Another approach is to engage in a “change of environment” to challenge the outlook and worldview of some youths. This faculty could compliment “inner city” youth programs with “outer city” programs to industrialized sites such as the James Bay Hydroelectric Project, La Grande River, Québec, Bruce Nuclear Generating Station, Lake Huron, Ontario, and the US. National Aeronautics and Space Administration, Washington, DC. A single outing may spark a permanent change in the perception of some youths.

Suggestion Number 6. Youth Educational Perspectives: This faculty could investigate Germany’s dual-track vocational training program known as the Dual Vocational Education Training (Dual VET), which is the route that around half a million apprentices in Germany take to a skilled profession every year. There are about 1.3 million apprentices training every year in Germany. Germany’s vocational schools’ partner with around 430,000 companies, and more than 80% of large companies hire apprentices (How Germany’s Vocational Education and Training system works. Reference: November 16th, 2018. Paul Hockenos).

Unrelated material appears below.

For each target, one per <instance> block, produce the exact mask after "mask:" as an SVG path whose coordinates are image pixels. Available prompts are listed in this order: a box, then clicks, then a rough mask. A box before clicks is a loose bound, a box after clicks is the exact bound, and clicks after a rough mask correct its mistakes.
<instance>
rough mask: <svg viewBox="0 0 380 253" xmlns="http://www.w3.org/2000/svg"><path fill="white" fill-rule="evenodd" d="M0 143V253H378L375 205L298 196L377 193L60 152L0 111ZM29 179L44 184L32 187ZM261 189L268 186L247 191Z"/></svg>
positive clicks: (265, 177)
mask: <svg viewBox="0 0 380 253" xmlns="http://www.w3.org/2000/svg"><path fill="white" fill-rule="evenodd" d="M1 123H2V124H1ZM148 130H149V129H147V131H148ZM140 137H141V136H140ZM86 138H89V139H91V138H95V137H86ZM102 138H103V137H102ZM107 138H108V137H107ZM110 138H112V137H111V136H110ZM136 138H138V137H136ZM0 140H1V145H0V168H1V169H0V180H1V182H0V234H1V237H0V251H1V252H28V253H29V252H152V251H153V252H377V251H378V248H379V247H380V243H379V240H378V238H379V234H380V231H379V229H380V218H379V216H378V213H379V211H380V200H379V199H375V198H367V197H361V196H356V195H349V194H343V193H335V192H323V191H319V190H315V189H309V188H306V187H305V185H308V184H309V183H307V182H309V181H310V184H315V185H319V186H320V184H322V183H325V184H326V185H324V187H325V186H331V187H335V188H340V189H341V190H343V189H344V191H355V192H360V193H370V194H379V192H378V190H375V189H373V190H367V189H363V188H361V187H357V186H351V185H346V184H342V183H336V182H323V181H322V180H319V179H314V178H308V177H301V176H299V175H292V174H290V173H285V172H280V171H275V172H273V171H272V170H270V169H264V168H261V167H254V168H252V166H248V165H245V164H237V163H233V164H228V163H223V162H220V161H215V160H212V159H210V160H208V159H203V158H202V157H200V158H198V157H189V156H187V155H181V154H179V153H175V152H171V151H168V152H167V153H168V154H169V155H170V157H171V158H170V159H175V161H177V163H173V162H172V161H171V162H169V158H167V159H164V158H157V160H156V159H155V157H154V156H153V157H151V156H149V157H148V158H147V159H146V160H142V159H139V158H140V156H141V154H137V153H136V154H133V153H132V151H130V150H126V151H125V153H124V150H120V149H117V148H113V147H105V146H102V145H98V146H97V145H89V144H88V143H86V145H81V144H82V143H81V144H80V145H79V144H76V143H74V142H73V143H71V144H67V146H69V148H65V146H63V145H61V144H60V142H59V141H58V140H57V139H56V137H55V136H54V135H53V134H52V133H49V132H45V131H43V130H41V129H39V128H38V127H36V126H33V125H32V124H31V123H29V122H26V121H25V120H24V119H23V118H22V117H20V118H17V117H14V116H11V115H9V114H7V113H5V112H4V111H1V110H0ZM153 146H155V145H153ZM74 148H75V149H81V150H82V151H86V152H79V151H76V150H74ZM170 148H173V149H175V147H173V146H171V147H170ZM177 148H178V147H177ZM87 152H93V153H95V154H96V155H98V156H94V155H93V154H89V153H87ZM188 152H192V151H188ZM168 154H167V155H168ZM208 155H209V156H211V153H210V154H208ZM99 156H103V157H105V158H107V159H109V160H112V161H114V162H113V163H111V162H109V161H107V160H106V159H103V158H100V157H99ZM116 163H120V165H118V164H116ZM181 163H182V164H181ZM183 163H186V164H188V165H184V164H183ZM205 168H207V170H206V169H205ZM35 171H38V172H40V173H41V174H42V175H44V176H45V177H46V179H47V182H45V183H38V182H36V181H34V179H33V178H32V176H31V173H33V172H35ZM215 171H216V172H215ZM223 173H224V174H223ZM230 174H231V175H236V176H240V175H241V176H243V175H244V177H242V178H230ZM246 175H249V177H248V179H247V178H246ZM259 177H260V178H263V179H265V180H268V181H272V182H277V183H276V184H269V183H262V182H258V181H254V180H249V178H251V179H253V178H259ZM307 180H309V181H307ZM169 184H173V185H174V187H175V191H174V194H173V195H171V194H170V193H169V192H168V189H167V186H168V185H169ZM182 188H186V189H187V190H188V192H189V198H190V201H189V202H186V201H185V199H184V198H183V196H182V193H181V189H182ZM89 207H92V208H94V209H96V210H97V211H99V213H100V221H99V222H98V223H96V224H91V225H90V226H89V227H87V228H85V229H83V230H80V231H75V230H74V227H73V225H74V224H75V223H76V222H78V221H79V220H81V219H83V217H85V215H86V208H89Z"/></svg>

Boards of Education (BOEs) could establish an achievable 100% target for high school graduation instead of 85%. Academics in education could take on the unique role of working with the BOE and parents to institute a network of simulators and emulators to boost Simulator Learning (SL) as an integral aspect of high school and post-secondary education. Not as an adjunct to high school education, but as a bona fide academic stream underpinned by Academic Information Literacy (AIL) objectives.

Suggestion Number 7. Youth Industry Perspective: This faculty could collaborate with industry leaders to set a target for 85% of representative corporations in programs equivalent to Germany’s Dual Vocational Education Training (Dual VET) model. It may sound revolutionary, but industry leaders could play the most significant role in addressing the disenfranchisement of youths. Trades and technical (scientific) education fuels the base of expertise that industry needs to foster innovation and mass manufacturing, to sustain industrial growth and macro-level job creation.

Rapid technological changes are taking place in the world, concurrent with racial inequality, social and economic exclusion, wealth depletion, corporate downsizing, un-affordable housing, under-employment, wage imbalance, and climate change. The growth of industry also plays the most significant part of the economic viability and empowerment of peoples, communities, and nations. Hence, the principal solution to youth violence should be a more substantial effort to promote growth opportunities in the industrial sector – as the first imperative for wealth creation and employment opportunities.

Suggestion Number 8. The Money Perspective: Money is critical to achieving any agenda – building creatively or solving the problems of humanity (“deficit financed”). Money is an enabler for higher educational opportunities, social acceptance, housing affordability, elderly and childcare, the realization of justice, and health and well-being. The lack of money can cause fear, anxiety, and desperation. It gives rise to aberrant behavior that increases criminal justice incarceration.

Constitutional and financial experts could collaborate with governments to establish the right to a standard living wage for all ten provinces. To entrench into federal law, Ontario’s excellent financial literacy education program. To establish a referendum by the citizenry to prohibit a newly elected government from canceling Capital Cost Initiatives (CCI) by the former government. To post indices using a Gross Social Progress (GSP) Index to provide measures to evaluate and narrow the “gap” between majority hiring versus the hiring of women, visible minorities, people with disabilities, and Indigenous peoples.

Presented herein Part 2 of 3: These are the first 8 of 15 suggestions penned briefly. The UMGP and BHM Score Card (Suggestion Number 1) would establish the interim targets and measurable outcomes for reporting on during each succeeding BHM (2020 – 2050).